Lila : La question est très vaste ! Mais il est sûr que, lorsque les femmes n'ont pas le droit de conduire ou qu'elles n'ont pas accès à certains postes, comme en Arabie saoudite, cela n'est pas justifié par l'islam. Dans certains pays, certains milieux ou certaines familles, alors que des enfants vivent tous les deux chez leurs parents, le garçon va à l'école pendant que la fille reste à la maison pour s'occuper des tâches ménagères. Il faut savoir que, d'un point de vue religieux, il est très grave de ne pas mettre sur un pied d'égalité son fils et sa fille. Il est catégoriquement interdit de ne pas donner les mêmes droits à ses enfants ! Nous ne parlons pas ici de notre propre point de vue mais de ce qui est écrit dans le Coran et dans la Sunna : "Elevez vos enfants sans aucune distinction." L'éducation doit se faire de façon tout à fait égalitaire. L'accès aux études, l'aide ménagère, tout doit être partagé. Apprendre à lire et à écrire, apprendre les sciences en général (que ce soient les sciences religieuses ou les sciences générales) à sa fille comme à son fils est quelque chose de méritoire.

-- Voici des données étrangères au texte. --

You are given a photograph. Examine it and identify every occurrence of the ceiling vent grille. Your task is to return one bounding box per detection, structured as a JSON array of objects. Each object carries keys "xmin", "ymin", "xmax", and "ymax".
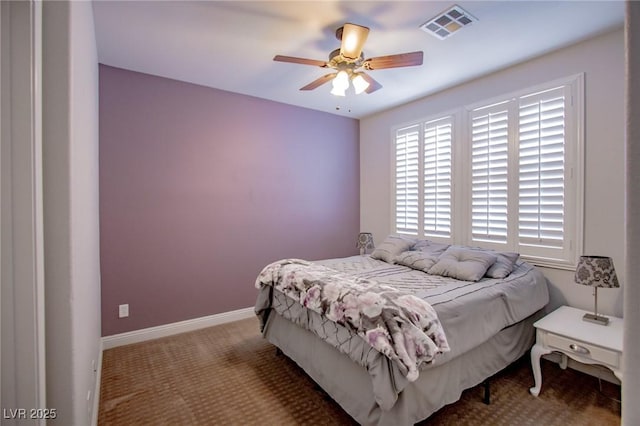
[{"xmin": 420, "ymin": 5, "xmax": 478, "ymax": 40}]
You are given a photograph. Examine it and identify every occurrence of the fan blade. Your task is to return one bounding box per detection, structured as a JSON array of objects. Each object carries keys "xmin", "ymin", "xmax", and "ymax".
[
  {"xmin": 362, "ymin": 51, "xmax": 422, "ymax": 70},
  {"xmin": 300, "ymin": 73, "xmax": 336, "ymax": 90},
  {"xmin": 273, "ymin": 55, "xmax": 327, "ymax": 68},
  {"xmin": 360, "ymin": 72, "xmax": 382, "ymax": 93},
  {"xmin": 340, "ymin": 24, "xmax": 369, "ymax": 61}
]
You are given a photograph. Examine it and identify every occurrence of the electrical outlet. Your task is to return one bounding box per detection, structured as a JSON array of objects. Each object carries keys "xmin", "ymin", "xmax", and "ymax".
[{"xmin": 118, "ymin": 304, "xmax": 129, "ymax": 318}]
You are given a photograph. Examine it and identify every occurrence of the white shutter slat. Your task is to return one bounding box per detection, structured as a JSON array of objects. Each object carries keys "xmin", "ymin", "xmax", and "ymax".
[
  {"xmin": 471, "ymin": 105, "xmax": 509, "ymax": 243},
  {"xmin": 395, "ymin": 126, "xmax": 420, "ymax": 235},
  {"xmin": 423, "ymin": 117, "xmax": 453, "ymax": 237},
  {"xmin": 518, "ymin": 88, "xmax": 565, "ymax": 248}
]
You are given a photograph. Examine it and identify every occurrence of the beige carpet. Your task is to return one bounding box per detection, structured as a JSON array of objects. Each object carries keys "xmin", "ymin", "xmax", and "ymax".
[{"xmin": 98, "ymin": 318, "xmax": 620, "ymax": 426}]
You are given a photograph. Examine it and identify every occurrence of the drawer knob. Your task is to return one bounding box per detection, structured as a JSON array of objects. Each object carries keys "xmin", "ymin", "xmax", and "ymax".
[{"xmin": 569, "ymin": 343, "xmax": 589, "ymax": 355}]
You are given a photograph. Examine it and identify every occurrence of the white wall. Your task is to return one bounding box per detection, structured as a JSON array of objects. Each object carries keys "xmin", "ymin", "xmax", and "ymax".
[
  {"xmin": 360, "ymin": 29, "xmax": 625, "ymax": 316},
  {"xmin": 622, "ymin": 1, "xmax": 640, "ymax": 425},
  {"xmin": 43, "ymin": 1, "xmax": 100, "ymax": 425}
]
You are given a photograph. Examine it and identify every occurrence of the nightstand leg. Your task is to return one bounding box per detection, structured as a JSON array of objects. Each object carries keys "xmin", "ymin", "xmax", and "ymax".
[{"xmin": 529, "ymin": 343, "xmax": 551, "ymax": 396}]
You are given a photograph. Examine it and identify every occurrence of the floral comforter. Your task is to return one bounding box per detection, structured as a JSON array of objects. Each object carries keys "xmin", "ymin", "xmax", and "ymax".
[{"xmin": 256, "ymin": 259, "xmax": 449, "ymax": 381}]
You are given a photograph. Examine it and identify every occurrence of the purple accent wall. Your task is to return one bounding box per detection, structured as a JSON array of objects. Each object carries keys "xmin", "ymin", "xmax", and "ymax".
[{"xmin": 100, "ymin": 65, "xmax": 360, "ymax": 336}]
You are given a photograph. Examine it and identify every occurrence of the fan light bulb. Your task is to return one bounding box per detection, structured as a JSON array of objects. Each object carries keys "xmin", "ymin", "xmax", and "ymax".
[
  {"xmin": 333, "ymin": 70, "xmax": 349, "ymax": 91},
  {"xmin": 331, "ymin": 87, "xmax": 346, "ymax": 96},
  {"xmin": 351, "ymin": 74, "xmax": 369, "ymax": 95}
]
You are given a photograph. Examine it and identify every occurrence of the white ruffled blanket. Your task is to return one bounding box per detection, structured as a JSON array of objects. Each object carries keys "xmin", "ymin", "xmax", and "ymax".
[{"xmin": 256, "ymin": 259, "xmax": 449, "ymax": 381}]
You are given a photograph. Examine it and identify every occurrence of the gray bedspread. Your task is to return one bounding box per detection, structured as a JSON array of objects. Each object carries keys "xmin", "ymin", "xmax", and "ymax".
[{"xmin": 256, "ymin": 256, "xmax": 548, "ymax": 410}]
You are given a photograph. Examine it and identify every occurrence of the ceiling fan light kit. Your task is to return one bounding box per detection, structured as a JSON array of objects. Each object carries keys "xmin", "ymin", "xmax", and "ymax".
[{"xmin": 273, "ymin": 23, "xmax": 423, "ymax": 96}]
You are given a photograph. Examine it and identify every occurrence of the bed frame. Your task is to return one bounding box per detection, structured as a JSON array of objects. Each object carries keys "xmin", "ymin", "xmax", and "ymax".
[{"xmin": 263, "ymin": 310, "xmax": 542, "ymax": 426}]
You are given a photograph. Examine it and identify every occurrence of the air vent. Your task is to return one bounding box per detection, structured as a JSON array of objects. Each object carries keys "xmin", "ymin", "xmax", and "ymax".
[{"xmin": 420, "ymin": 5, "xmax": 478, "ymax": 40}]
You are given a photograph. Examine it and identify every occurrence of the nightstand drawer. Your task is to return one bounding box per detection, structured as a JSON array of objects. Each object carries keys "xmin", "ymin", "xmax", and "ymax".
[{"xmin": 546, "ymin": 334, "xmax": 620, "ymax": 368}]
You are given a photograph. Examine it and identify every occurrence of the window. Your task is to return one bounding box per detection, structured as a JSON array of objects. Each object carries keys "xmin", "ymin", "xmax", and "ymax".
[
  {"xmin": 394, "ymin": 125, "xmax": 420, "ymax": 235},
  {"xmin": 394, "ymin": 117, "xmax": 453, "ymax": 238},
  {"xmin": 422, "ymin": 117, "xmax": 453, "ymax": 237},
  {"xmin": 392, "ymin": 75, "xmax": 584, "ymax": 268}
]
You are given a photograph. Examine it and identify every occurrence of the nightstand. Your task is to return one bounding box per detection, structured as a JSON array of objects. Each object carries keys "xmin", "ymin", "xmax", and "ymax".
[{"xmin": 529, "ymin": 306, "xmax": 623, "ymax": 396}]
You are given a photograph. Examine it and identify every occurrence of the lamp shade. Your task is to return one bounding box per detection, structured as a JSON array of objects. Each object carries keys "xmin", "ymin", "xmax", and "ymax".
[
  {"xmin": 575, "ymin": 256, "xmax": 620, "ymax": 288},
  {"xmin": 356, "ymin": 232, "xmax": 374, "ymax": 250}
]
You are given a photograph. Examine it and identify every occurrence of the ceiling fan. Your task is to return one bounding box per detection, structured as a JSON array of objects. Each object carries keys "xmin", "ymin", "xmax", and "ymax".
[{"xmin": 273, "ymin": 23, "xmax": 422, "ymax": 96}]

Aucune profession, aucune activité n'est interdite à une femme. En revanche, la femme a moins d'obligations que l'homme qui, lui, a l'obligation de nourrir sa famille. La femme a le droit de travailler et de gagner un salaire, mais ce salaire est pour elle. Elle a tous les droits sur cet argent, alors que son mari a l'obligation de ramener son salaire pour nourrir la famille. Il n'a aucun droit sur l'argent de sa femme, alors qu'elle a des droits sur celui de son mari. C'est aussi ce qui permet au mari d'interdire des choses à sa femme, et je ne crois pas qu'elle ait le droit de transgresser ces interdits. C'est justifié par le fait que, s'il arrive un accident ou quelque chose à la femme, c'est son mari qui en est responsable. De même, s'il part en voyage en laissant sa femme et qu'elle a faim en son absence, c'est lui qui est responsable vis-à-vis de Dieu. Il doit la nourrir et l'habiller aussi bien que lui-même.

Alma : Le Prophète aidait ses épouses dans leurs tâches ménagères. Sa fille Fatima était mariée avec le cousin de son père, Ali (le quatrième calife de l'islam), et, comme ils étaient très pauvres, elle le secondait dans son travail. On doit prendre ces gens en exemple. Cela dit, franchement, je préfère garder mes enfants que travailler dans une mine. On pourrait aussi trouver injuste que ce soit à l'homme de travailler et d'assurer la subsistance de la famille ! Pourquoi est-ce la femme qui accouche et qui allaite ? Dieu nous a créées comme cela.

Des filles comme les autres. Alma et Lila Lévy. Entretiens avec Véronique Giraud et Yves Sintomer. Ed. La Découverte. 224 pages, 15 euros.